The changes, announced in a Thursday press release, went into effect immediately, according to Northam’s spokeswoman, Alena Yarmosky. They allow fully vaccinated Virginians to “participate in outdoor activities and recreation without a mask,” based on language from the CDC. Those include solo activities and small outside gatherings of fully vaccinated people.
People are considered fully vaccinated two weeks after receiving their second shot (or two weeks after their first, in the case of Johnson & Johnson’s one-dose vaccine). Neither the state nor the CDC has specified whether there’s an exact size limit for “small” outdoor gatherings, but Yarmosky said the administration is “asking folks to use their best judgment.”
Even fully vaccinated Virginians will still be required to wear masks at crowded outdoor events such as concerts, sporting events and graduations, she added. The state’s existing industry guidelines for those sectors, including amusement parks and outdoor entertainment venues, will remain in place. And there will be no changes to the state’s existing indoor mask mandate, which require all residents aged five and older to wear face coverings in indoor communal settings such as waiting rooms, public transit and libraries.

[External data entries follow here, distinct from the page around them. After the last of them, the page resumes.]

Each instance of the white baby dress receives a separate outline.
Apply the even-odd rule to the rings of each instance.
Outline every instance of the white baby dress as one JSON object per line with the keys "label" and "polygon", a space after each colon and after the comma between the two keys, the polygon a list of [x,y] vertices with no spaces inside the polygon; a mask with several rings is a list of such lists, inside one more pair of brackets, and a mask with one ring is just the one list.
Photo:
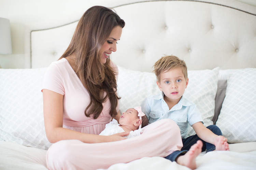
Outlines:
{"label": "white baby dress", "polygon": [[[99,135],[109,136],[116,133],[124,132],[125,131],[119,126],[119,125],[120,124],[118,123],[117,121],[115,119],[113,119],[112,121],[106,124],[105,129]],[[129,138],[135,137],[140,135],[141,133],[142,133],[142,130],[141,129],[137,129],[134,131],[131,131],[130,132],[129,135],[125,136],[125,137]]]}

The CDC has been gradually updating its guidance for fully vaccinated people since March, but has come under fire for recommendations viewed by many as confusing and — in some instances — too hesitant. A growing body of research supports that less than 10% of COVID-19 infections are transmitted outdoors, even among unvaccinated individuals.
The agency has also issued guidance that fully vaccinated people can gather indoors without masks or physical distancing. They can even meet indoors with unvaccinated people from the same household without wearing masks, as long as those people are at low-risk for severe disease, according to the latest guidelines.
Ultimately, the guidance does little to materially change Virginia’s existing order, which went into effect nearly a year ago. Yarmosky pointed out that the state has always allowed people to go maskless outdoors as long as they could maintain six feet of physical distancing (though fully vaccinated residents no longer have to worry about spacing outdoors). The state’s indoor mandate never applied to private residences.
The governor’s modified executive order also pushes up the effective date for expanded capacity at outdoor sporting events. Last week, Northam announced that attendance limits for most outdoor events would increase from 500 to 1,000 spectators by May 15.
The expanded capacity for those specific events will now go into effect immediately, Yarmosky said. According to the release, it will allow “additional spectators to participate in final games of the current high school sports season and the summer sports season.”
Northam has gradually been relaxing the state’s restrictions since February, when new cases and hospitalizations dropped significantly after a major holiday surge. He’s also cited growing vaccination numbers. As of Thursday, nearly 44% of Virginians had received at least one dose, and close to 30 percent were fully vaccinated.
Last week, the governor said he was hopeful that restrictions could be further rolled back in June. Yarmosky said that could mean putting an end to all capacity restrictions on businesses within the next two months if vaccinations continue to rise while cases, deaths and hospitalizations fall.